LG Nürnberg-Fürth: "Größte Zurückhaltung bei der Verwirkung"

In einem im März 2015 veröffentlichten Urteil des Landgerichts Nürnberg-Fürth wurde klargestellt, dass auch der Widerruf eines lange Zeit zurückliegenden Darlehens nur unter strengen Voraussetzungen als verwirkt anzusehen ist. Dem Urteil lag ein Vertrag zugrunde, der 6 1/2 Jahre vor dem Widerruf abgeschlossen war.

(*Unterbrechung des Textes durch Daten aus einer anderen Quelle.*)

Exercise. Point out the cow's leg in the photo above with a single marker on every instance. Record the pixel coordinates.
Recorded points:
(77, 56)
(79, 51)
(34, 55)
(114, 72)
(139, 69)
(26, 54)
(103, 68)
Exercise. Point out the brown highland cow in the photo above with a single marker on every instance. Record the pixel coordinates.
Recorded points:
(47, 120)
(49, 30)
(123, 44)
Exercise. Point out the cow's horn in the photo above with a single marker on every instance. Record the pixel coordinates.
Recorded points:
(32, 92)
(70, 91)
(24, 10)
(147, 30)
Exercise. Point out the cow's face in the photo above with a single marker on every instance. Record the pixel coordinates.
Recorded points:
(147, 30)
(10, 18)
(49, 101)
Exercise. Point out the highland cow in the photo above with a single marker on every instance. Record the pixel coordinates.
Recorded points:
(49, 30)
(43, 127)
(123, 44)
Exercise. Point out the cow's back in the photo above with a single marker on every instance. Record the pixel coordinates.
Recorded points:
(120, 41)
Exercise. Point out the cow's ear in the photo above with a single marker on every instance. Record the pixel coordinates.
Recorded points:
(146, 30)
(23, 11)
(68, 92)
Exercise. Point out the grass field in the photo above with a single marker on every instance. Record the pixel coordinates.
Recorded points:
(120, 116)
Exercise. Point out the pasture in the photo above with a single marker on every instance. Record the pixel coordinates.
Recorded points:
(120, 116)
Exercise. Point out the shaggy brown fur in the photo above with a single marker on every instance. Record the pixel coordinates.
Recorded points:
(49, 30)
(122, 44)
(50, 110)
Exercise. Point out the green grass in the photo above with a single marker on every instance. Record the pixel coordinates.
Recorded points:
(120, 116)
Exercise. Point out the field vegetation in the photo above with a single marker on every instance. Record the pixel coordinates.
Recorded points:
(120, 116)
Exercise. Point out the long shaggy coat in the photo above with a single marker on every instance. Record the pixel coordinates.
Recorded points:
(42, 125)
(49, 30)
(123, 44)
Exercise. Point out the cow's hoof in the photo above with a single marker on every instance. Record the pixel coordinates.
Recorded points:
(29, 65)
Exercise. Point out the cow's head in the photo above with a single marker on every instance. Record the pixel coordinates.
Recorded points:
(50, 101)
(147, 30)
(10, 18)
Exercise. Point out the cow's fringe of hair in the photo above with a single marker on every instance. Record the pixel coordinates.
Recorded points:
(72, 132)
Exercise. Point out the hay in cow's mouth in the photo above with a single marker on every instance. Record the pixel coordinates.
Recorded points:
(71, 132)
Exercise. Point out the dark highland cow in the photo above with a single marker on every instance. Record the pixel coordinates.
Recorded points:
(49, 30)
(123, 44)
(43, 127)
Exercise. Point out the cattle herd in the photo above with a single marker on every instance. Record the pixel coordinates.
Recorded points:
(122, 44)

Das Landgericht führte u.a. aus:

"Bei Würdigung dieser Umstände kann (wohl entgegen OLG Frankfurt, Beschl. v. 10.03.2014, Az. 17 W 11/14, juris Tz. 14 ff., Anlage B1) eine Verwirkung nicht angenommen werden. Vielmehr ist dem Vertrauen der Beklagten eine vergleichsweise geringe Schutzwürdigkeit beizumessen, insbesondere weil diese es selbst in der Hand hatte, für eine ordnungsgemäße Widerrufsbelehrung zu sorgen, nach der gesetzlichen Risikoverteilung das Risiko einer fehlerhaften Belehrung zu tragen hatte und wesentlich besser als der Kläger in der Lage war, die Ordnungsgemäßheit der Belehrung einzuschätzen. Hingegen kann nicht festgestellt werden, dass der Kläger über die fehlerhafte Belehrung oder auf andere Weise Klarheit über den Bestand des Widerrufsrechts und die Dauer der Widerrufsfrist erhalten hätte, oder – über die vertragsgemäße Bedienung des Darlehens über einen Zeitraum von ca. 6 1/2 Jahren hinaus – der Beklagte einen sonstigen Anlass geboten hätte anzunehmen, er werde von seinem Widerrufsrecht keinen Gebrauch mehr machen. Insofern ist der Streitfall im Hinblick auf die für eine mögliche Verwirkung maßgeblichen Umstände durchaus anders zu beurteilen, als die Fälle, die den weiteren vom Beklagtenvertreter genannten oberlandesgerichtlichen Entscheidungen (OLG Düsseldorf NJW 2014, 1599; KG GuT 2013, 213; OLG Köln WM 2012, 1532) zu Grunde lagen und in welchen die betreffenden Verträge bereits Jahre vor der Erklärung des Widerrufs vollständig abgewickelt waren."